Pemerintah Tambah Rp56,5 T Pulihkan Ekonomi Akibat Corona

Pemerintah Tambah Rp56,5 T Pulihkan Ekonomi Akibat Corona

Pemerintah berencana menambah belanja non-operasional sebesar Rp56,6 triliun untuk pemulihan ekonomi pada 2021 nanti akibat pandemi virus corona. Anggaran itu sebesar 55 persen dari belanja nonoperasional dalam APBN 2021.

“Jadi, pertama untuk pemulihan ekonomi sendiri itu ada kenaikan di belanja non-operasional sebesar 55 persen atau Rp56,5 triliun,” ungkap Menteri Perencanaan Pembangunan Nasional/ Kepala Bappenas Suharso Monoarfa dalam video conference, Selasa (12/5).

Ia menjabarkan dana itu akan digunakan di sektor pendidikan, kesehatan, dan sosial sebesar Rp15,8 triliun.
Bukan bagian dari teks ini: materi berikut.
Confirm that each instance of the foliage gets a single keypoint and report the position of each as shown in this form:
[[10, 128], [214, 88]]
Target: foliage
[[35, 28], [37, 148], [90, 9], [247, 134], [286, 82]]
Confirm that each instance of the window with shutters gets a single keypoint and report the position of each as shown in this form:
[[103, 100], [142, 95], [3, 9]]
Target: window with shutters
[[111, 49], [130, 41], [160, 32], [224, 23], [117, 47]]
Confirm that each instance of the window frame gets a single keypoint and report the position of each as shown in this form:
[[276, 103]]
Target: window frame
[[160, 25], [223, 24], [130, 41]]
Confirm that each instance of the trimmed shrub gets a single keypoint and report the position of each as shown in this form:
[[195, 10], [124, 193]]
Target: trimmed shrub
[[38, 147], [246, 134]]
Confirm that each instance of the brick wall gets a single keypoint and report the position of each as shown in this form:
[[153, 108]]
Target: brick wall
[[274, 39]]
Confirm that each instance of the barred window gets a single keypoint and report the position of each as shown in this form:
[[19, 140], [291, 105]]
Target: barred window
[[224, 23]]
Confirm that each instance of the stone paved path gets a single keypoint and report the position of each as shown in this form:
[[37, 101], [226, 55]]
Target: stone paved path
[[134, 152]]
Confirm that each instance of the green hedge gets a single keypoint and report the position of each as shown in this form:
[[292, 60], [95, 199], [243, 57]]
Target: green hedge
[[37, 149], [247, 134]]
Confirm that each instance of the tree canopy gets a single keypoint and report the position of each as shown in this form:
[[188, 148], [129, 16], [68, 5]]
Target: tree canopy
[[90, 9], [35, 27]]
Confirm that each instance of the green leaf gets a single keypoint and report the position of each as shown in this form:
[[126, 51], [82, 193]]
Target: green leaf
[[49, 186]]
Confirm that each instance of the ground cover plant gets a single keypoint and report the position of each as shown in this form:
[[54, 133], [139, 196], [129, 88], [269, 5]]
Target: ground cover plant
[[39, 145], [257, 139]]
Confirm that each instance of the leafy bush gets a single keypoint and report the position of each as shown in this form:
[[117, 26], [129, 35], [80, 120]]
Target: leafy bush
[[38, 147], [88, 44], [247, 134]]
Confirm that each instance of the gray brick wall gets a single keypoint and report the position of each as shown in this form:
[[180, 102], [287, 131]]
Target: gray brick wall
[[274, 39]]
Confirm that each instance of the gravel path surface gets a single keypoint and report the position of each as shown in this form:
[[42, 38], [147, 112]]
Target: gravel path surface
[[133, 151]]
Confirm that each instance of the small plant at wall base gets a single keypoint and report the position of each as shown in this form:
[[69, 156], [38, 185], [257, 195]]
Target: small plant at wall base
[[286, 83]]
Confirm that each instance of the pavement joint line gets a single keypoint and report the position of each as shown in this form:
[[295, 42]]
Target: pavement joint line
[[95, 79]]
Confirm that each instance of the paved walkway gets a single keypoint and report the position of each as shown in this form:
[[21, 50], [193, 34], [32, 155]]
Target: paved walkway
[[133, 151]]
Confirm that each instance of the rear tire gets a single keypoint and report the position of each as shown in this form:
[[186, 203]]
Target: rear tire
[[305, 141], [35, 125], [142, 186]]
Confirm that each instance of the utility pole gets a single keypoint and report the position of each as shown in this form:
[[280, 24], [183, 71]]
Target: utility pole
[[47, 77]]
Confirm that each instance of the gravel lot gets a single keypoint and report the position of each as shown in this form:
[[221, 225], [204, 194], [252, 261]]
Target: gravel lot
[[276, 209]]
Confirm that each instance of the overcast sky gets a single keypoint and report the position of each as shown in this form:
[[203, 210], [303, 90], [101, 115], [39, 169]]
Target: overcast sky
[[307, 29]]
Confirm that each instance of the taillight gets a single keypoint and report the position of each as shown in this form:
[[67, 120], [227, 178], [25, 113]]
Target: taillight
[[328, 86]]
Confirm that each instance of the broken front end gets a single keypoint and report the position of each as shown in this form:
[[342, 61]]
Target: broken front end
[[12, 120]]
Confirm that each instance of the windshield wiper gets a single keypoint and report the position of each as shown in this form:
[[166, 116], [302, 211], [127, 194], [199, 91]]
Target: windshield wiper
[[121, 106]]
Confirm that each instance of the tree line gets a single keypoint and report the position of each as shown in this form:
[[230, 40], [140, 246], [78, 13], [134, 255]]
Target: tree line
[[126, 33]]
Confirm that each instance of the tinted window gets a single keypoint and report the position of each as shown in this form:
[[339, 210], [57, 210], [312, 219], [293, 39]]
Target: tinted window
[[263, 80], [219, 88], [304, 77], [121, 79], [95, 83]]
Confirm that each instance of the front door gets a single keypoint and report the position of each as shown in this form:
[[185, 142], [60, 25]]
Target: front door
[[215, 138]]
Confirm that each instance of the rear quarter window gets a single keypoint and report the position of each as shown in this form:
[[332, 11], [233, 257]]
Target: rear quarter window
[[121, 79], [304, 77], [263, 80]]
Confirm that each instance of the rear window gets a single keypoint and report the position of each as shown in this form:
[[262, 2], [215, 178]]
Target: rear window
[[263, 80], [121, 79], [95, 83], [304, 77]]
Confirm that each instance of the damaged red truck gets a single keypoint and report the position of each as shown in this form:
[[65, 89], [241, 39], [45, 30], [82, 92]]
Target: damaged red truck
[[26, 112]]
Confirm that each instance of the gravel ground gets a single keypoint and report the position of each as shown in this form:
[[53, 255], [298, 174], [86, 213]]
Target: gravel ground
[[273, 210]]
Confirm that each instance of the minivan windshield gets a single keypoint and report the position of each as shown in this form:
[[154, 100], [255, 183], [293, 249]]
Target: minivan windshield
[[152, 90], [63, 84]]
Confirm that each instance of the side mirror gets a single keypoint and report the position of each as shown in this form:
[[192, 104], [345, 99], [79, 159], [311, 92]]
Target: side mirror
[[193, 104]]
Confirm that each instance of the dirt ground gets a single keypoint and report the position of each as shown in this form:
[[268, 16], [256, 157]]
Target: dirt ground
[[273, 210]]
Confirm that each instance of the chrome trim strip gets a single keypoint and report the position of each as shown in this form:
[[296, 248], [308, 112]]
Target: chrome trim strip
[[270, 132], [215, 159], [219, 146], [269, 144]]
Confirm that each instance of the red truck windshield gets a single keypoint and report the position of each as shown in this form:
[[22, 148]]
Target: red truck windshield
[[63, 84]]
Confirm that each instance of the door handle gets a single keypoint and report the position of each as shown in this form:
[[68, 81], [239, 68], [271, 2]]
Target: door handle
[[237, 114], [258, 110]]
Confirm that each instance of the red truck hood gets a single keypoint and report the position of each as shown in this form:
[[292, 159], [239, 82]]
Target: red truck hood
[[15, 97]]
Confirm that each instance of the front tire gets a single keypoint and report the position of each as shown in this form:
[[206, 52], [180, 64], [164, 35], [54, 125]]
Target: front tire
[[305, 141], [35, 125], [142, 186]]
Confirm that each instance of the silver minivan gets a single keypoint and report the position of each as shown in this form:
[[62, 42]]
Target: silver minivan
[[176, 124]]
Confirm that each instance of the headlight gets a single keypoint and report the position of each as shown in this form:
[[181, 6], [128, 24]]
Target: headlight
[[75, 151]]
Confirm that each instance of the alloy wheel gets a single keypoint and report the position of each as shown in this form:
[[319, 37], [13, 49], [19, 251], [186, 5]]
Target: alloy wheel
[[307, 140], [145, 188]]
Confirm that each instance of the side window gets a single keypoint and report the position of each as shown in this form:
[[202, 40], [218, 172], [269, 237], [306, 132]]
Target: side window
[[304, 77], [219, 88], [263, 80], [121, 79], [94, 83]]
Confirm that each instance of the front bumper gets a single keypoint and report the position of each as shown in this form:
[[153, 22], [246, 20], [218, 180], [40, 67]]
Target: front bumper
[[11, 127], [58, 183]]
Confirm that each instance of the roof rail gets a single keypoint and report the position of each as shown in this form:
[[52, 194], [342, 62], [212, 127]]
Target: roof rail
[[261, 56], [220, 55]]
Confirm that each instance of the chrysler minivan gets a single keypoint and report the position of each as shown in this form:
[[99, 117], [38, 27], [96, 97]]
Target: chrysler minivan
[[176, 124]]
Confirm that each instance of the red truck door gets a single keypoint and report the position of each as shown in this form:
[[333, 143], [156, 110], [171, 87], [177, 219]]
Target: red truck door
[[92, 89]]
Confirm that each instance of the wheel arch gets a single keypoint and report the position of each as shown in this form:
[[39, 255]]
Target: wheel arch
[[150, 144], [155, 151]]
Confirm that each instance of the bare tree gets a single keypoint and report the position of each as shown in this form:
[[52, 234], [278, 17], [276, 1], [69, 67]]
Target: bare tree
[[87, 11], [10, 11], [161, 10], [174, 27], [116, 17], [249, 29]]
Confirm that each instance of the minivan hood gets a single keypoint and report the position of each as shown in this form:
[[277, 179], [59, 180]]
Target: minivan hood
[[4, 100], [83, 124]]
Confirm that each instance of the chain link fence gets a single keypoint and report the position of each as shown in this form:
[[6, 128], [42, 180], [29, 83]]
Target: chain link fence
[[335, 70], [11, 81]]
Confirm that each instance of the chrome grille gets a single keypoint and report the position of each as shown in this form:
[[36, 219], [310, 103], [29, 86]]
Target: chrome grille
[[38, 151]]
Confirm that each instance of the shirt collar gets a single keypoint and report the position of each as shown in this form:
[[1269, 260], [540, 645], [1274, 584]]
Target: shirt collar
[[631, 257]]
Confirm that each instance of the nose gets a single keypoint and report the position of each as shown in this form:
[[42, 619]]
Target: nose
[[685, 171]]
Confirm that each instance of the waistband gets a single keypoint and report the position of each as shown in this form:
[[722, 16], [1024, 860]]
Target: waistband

Kemudian, pemerintah mengalokasikan dana sebesar Rp14 triliun di sektor keamanan dan ketertiban.

Selanjutnya, pemerintah menganggarkan Rp9,2 triliun untuk pengelolaan negara, lingkungan hidup sebesar Rp1,9 triliun, dan lainnya sebesar Rp5,9 triliun.

Suharso bilang pemerintah akan mengembangkan sejumlah sektor unggulan guna memulihkan ekonomi domestik.

“Pengembangan industri pariwisata, memperkuat ketahanan pangan, dan akses pasar serta usaha kecil menengah (UKM),” terang Suharso.

Selain itu, belanja non-operasional juga akan digunakan untuk pembangunan infrastruktur yang proyeknya berada di bawah arahan Kementerian Perhubungan dan Kementerian PUPR.

Kemudian, pemerintah juga akan meningkatkan kapasitas sumber daya manusia (SDM) di bawah tanggung jawab Kementerian Pendidikan dan Kebudayaan serta Kementerian Ketenagakerjaan.

“Jadi, ada kenaikan anggaran juga di beberapa kementerian/lembaga yang terkait langsung dengan pemulihan ekonomi,” tutur Suharso.

Namun, kementerian/lembaga yang tak terkait dengan program pemulihan ekonomi akan dipangkas anggarannya. Hal ini dilakukan karena pemerintah fokus pada pemulihan ekonomi terlebih dahulu.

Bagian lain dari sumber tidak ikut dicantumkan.